Es importante indicar que la amniocentesis no genética, es decir, la que se realiza para diagnosticar infecciones fetales, no debe hacerse antes de las 20 semanas de gestación.

El porcentaje de abortos de la amniocentesis es menor del 1%. Es necesario firmar un consentimiento informado antes de realizarse esta prueba.

Guía de Alimentación Durante el Embarazo

Durante la gestación, la madre debe seguir una dieta equilibrada con una ingesta adecuada de nutrientes. Cualquier dieta normal, variada y no excluyente de alimentos (como es el caso de las embarazadas vegetarianas) aporta la cantidad suficiente de principios inmediatos que garantiza la salud materna y el crecimiento y desarrollo fetal.

Las necesidades de proteínas durante el embarazo se estiman para las mujeres embarazadas o lactantes en 71 gramos/día. Las grasas de los alimentos son una fuente de energía y la fuente de los ácidos grasos poliinsaturados omega 6 (linoléico) y omega 3 (linolénico), que junto con el ácido araquidónico son los ácidos grasos esenciales. Los más importantes son los omega 3 que se encuentran principalmente en el pescado.

Las necesidades de calcio en la mujer gestante y lactante de 14 a 18 años de edad son de 1300 mg/día y en la de 19 a 50 años de 1000 mg/día. Un vaso de leche o un trozo de queso contienen unos 300 mg de calcio.

Las gestantes con enfermedad celiaca o intolerantes al gluten, deben asegurarse una correcta absorción de los nutrientes aconsejados, sobre todo el ácido fólico, el hierro y el calcio. Estas embarazadas tienen que consumir cantidades extra de hierro y folatos, sobre todo las celiacas. Afortunadamente, los suplementos vitamínicos para embarazadas están exentos de gluten y lactosa.

La eliminación de alimentos ricos en gluten durante el embarazo puede dar lugar a una ingesta insuficiente de tiamina, riboflavina, niacina, ácido fólico y hierro. Sin embargo, la sustitución por otros alimentos de grano entero debe prevenir cualquier deficiencia nutricional y estas dietas son generalmente consideradas seguras. Las mujeres con enfermedad celíaca deben tomar una dieta libre de gluten.

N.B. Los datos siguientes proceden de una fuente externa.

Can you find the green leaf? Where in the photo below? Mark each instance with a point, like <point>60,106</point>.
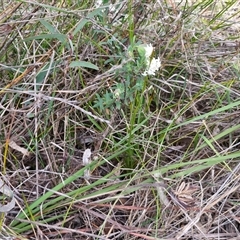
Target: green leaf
<point>60,37</point>
<point>83,64</point>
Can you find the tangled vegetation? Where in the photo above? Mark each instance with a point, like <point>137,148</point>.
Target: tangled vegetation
<point>119,119</point>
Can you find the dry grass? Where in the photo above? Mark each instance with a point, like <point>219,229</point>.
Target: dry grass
<point>165,164</point>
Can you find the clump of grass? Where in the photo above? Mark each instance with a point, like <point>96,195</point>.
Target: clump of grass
<point>163,144</point>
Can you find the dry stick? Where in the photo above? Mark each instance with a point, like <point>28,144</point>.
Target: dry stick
<point>15,81</point>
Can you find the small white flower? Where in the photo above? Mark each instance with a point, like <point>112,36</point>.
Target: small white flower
<point>148,50</point>
<point>87,156</point>
<point>152,64</point>
<point>98,3</point>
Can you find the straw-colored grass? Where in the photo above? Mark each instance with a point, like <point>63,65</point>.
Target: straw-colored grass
<point>92,148</point>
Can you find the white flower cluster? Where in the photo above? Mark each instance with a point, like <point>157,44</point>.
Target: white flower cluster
<point>152,64</point>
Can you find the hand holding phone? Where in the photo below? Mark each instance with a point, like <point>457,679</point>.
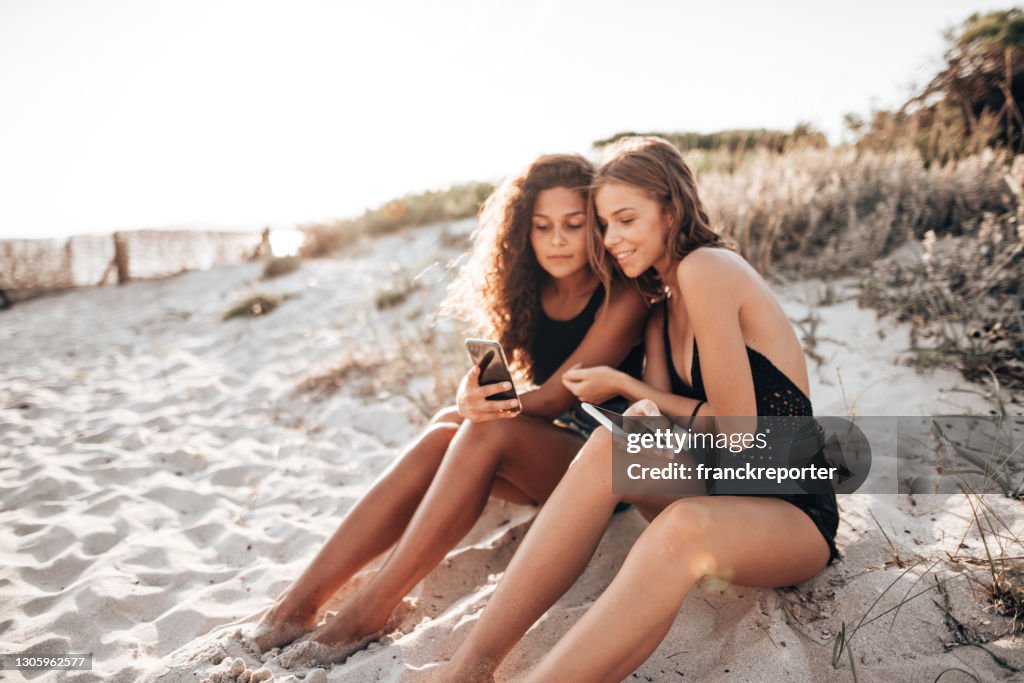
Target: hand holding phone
<point>487,391</point>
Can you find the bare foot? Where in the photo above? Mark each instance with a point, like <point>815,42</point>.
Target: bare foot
<point>280,627</point>
<point>337,640</point>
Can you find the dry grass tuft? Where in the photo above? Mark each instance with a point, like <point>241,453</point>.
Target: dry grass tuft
<point>254,306</point>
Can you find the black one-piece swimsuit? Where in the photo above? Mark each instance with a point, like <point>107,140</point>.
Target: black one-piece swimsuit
<point>776,395</point>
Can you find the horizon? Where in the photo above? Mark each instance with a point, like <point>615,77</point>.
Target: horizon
<point>124,116</point>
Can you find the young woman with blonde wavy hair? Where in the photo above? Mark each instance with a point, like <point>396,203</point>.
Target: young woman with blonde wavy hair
<point>527,283</point>
<point>650,225</point>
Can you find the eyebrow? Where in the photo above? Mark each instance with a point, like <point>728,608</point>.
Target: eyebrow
<point>574,213</point>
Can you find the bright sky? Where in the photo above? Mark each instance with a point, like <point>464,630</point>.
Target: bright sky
<point>126,114</point>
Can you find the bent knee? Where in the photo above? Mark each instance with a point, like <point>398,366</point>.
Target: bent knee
<point>596,452</point>
<point>446,415</point>
<point>489,432</point>
<point>436,437</point>
<point>680,531</point>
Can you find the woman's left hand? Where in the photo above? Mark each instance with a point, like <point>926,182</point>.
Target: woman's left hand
<point>594,385</point>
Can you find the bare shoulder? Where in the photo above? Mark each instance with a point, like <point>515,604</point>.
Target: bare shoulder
<point>711,269</point>
<point>624,294</point>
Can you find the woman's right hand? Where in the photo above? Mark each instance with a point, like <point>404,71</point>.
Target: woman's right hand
<point>472,402</point>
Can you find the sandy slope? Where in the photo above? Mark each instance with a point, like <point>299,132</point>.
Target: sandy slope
<point>162,479</point>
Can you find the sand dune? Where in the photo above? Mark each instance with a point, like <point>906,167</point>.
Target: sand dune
<point>163,478</point>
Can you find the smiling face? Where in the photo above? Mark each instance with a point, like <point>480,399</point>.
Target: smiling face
<point>635,227</point>
<point>558,231</point>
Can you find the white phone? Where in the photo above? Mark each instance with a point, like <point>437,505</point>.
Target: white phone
<point>613,421</point>
<point>601,415</point>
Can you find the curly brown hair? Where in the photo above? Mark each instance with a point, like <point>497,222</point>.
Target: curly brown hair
<point>497,290</point>
<point>656,167</point>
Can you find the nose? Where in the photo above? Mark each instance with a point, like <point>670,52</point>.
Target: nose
<point>611,237</point>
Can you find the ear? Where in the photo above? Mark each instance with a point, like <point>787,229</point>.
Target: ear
<point>669,217</point>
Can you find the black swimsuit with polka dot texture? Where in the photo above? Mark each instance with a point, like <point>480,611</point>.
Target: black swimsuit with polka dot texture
<point>775,395</point>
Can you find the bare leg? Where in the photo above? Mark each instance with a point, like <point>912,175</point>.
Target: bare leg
<point>552,556</point>
<point>745,541</point>
<point>529,454</point>
<point>369,528</point>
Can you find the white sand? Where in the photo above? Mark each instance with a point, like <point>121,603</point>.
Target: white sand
<point>162,480</point>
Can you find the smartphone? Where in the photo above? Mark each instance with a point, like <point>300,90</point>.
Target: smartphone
<point>613,421</point>
<point>489,357</point>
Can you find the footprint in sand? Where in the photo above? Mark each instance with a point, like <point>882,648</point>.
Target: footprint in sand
<point>308,653</point>
<point>235,671</point>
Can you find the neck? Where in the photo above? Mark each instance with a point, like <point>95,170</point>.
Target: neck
<point>579,283</point>
<point>667,267</point>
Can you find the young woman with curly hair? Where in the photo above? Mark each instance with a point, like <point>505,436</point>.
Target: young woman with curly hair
<point>651,226</point>
<point>527,283</point>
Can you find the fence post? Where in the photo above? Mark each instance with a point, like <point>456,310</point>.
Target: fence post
<point>121,258</point>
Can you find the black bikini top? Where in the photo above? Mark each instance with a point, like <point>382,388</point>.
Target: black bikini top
<point>554,341</point>
<point>774,392</point>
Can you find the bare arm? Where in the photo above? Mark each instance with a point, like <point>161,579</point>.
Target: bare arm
<point>714,314</point>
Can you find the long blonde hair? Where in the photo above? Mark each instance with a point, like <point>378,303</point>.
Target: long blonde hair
<point>654,166</point>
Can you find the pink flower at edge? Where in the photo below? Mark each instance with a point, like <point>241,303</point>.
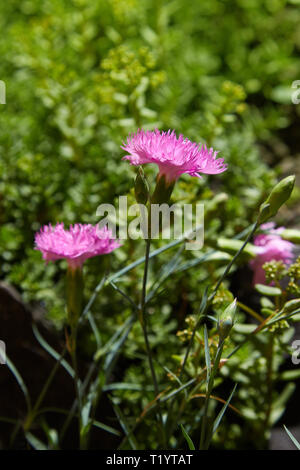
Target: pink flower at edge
<point>174,156</point>
<point>270,247</point>
<point>78,243</point>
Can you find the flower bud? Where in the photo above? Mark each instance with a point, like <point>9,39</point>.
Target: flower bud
<point>141,187</point>
<point>291,305</point>
<point>292,235</point>
<point>278,196</point>
<point>226,321</point>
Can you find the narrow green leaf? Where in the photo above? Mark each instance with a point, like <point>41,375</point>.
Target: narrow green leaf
<point>52,351</point>
<point>20,381</point>
<point>297,444</point>
<point>207,355</point>
<point>187,438</point>
<point>35,442</point>
<point>224,408</point>
<point>123,422</point>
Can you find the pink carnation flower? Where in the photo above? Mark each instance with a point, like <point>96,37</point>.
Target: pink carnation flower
<point>174,156</point>
<point>270,246</point>
<point>76,244</point>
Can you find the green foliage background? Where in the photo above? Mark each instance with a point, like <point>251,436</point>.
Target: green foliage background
<point>81,75</point>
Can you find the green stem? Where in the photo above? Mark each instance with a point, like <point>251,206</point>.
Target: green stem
<point>144,323</point>
<point>204,440</point>
<point>73,348</point>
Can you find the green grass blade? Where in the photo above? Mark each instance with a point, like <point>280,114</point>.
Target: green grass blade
<point>35,442</point>
<point>187,438</point>
<point>297,444</point>
<point>20,381</point>
<point>221,414</point>
<point>207,355</point>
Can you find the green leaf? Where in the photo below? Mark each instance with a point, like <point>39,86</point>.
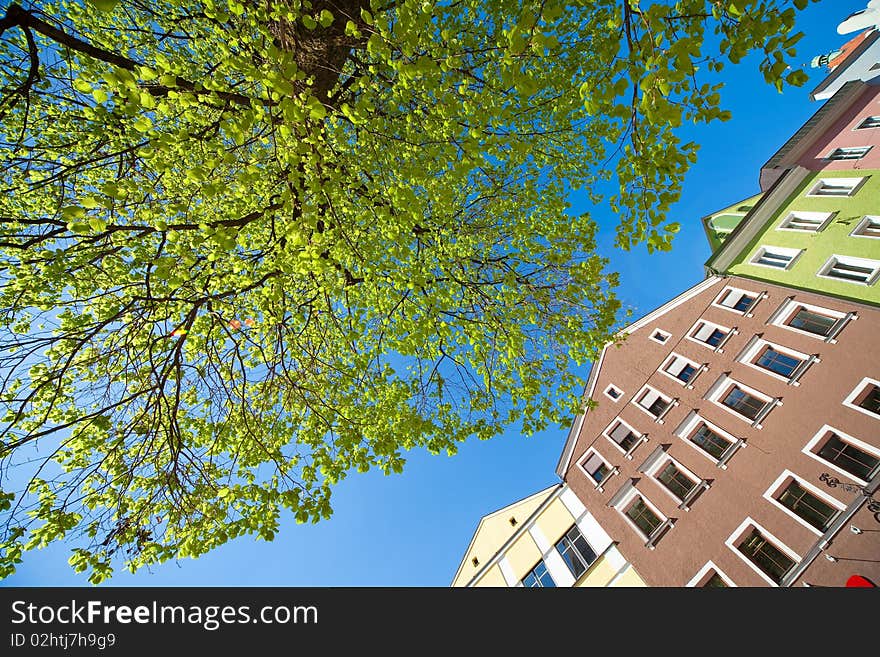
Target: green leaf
<point>104,5</point>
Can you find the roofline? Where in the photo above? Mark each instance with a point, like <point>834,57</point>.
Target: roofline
<point>519,532</point>
<point>707,218</point>
<point>854,54</point>
<point>755,219</point>
<point>489,515</point>
<point>565,459</point>
<point>817,124</point>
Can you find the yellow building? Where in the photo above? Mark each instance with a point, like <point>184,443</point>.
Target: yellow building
<point>546,539</point>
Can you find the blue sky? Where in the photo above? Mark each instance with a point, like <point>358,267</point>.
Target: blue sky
<point>412,529</point>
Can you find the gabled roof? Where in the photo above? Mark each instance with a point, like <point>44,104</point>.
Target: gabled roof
<point>854,65</point>
<point>573,433</point>
<point>495,537</point>
<point>817,125</point>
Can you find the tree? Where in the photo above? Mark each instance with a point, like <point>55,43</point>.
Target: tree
<point>251,246</point>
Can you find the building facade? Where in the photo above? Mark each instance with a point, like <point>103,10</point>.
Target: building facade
<point>816,225</point>
<point>548,539</point>
<point>735,439</point>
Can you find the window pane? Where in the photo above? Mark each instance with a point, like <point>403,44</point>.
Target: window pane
<point>643,517</point>
<point>807,506</point>
<point>743,403</point>
<point>687,373</point>
<point>715,581</point>
<point>775,361</point>
<point>871,401</point>
<point>678,483</point>
<point>710,441</point>
<point>539,577</point>
<point>576,552</point>
<point>658,406</point>
<point>770,559</point>
<point>847,457</point>
<point>812,322</point>
<point>715,338</point>
<point>744,303</point>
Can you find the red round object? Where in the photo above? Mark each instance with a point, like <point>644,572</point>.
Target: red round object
<point>857,581</point>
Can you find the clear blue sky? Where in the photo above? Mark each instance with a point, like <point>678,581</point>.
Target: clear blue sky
<point>412,529</point>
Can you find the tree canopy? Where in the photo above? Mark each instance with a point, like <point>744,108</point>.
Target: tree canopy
<point>248,247</point>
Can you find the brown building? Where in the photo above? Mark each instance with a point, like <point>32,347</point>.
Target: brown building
<point>736,439</point>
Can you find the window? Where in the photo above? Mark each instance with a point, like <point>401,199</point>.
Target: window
<point>868,227</point>
<point>660,336</point>
<point>836,187</point>
<point>681,369</point>
<point>740,301</point>
<point>709,334</point>
<point>741,400</point>
<point>539,576</point>
<point>576,552</point>
<point>715,581</point>
<point>640,514</point>
<point>613,392</point>
<point>710,441</point>
<point>643,517</point>
<point>710,576</point>
<point>777,361</point>
<point>814,321</point>
<point>623,435</point>
<point>849,456</point>
<point>743,403</point>
<point>849,153</point>
<point>806,505</point>
<point>676,481</point>
<point>865,398</point>
<point>853,270</point>
<point>653,402</point>
<point>807,222</point>
<point>596,468</point>
<point>775,256</point>
<point>764,554</point>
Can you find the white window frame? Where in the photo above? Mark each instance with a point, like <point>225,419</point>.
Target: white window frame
<point>788,308</point>
<point>854,184</point>
<point>763,250</point>
<point>693,329</point>
<point>612,469</point>
<point>776,488</point>
<point>836,259</point>
<point>687,427</point>
<point>730,289</point>
<point>750,353</point>
<point>656,467</point>
<point>666,335</point>
<point>739,533</point>
<point>814,441</point>
<point>702,572</point>
<point>868,218</point>
<point>669,400</point>
<point>607,434</point>
<point>624,502</point>
<point>851,398</point>
<point>673,356</point>
<point>795,215</point>
<point>610,396</point>
<point>858,151</point>
<point>868,119</point>
<point>725,384</point>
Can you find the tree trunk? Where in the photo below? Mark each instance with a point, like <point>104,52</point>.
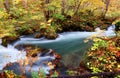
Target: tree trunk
<point>63,7</point>
<point>7,6</point>
<point>24,2</point>
<point>106,8</point>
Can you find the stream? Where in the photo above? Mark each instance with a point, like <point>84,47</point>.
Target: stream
<point>70,45</point>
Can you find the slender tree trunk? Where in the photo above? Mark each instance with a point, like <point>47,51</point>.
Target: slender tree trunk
<point>7,6</point>
<point>106,8</point>
<point>77,8</point>
<point>63,7</point>
<point>24,2</point>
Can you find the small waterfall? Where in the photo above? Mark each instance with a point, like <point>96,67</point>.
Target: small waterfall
<point>69,44</point>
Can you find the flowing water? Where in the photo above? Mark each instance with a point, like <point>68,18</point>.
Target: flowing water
<point>70,45</point>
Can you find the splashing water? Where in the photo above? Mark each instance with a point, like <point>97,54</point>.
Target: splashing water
<point>67,43</point>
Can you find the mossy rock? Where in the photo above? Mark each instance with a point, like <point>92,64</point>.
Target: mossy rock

En diferentes estudios se ha comprobado cómo las mujeres con enfermedad celíaca no tratada tienen un mayor riesgo de fracaso reproductivo en comparación con las mujeres en la población general. El tratamiento con una dieta libre de gluten elimina la clínica de la enfermedad celiaca (diarrea, vómitos, distensión abdominal o perdida de peso) que puede complicar el embarazo. Además, la falta de nutrientes debido a la malabsorción puede causar alteraciones fetales. La gestante celiaca debe recibir todos los suplementos necesarios del embarazo al igual que cualquier embarazada (folatos, yodo y vitamina B12). En ellas es especialmente importante el aporte de hierro, ya que las gestantes celiacas tienen más frecuentemente anemia ferropénica.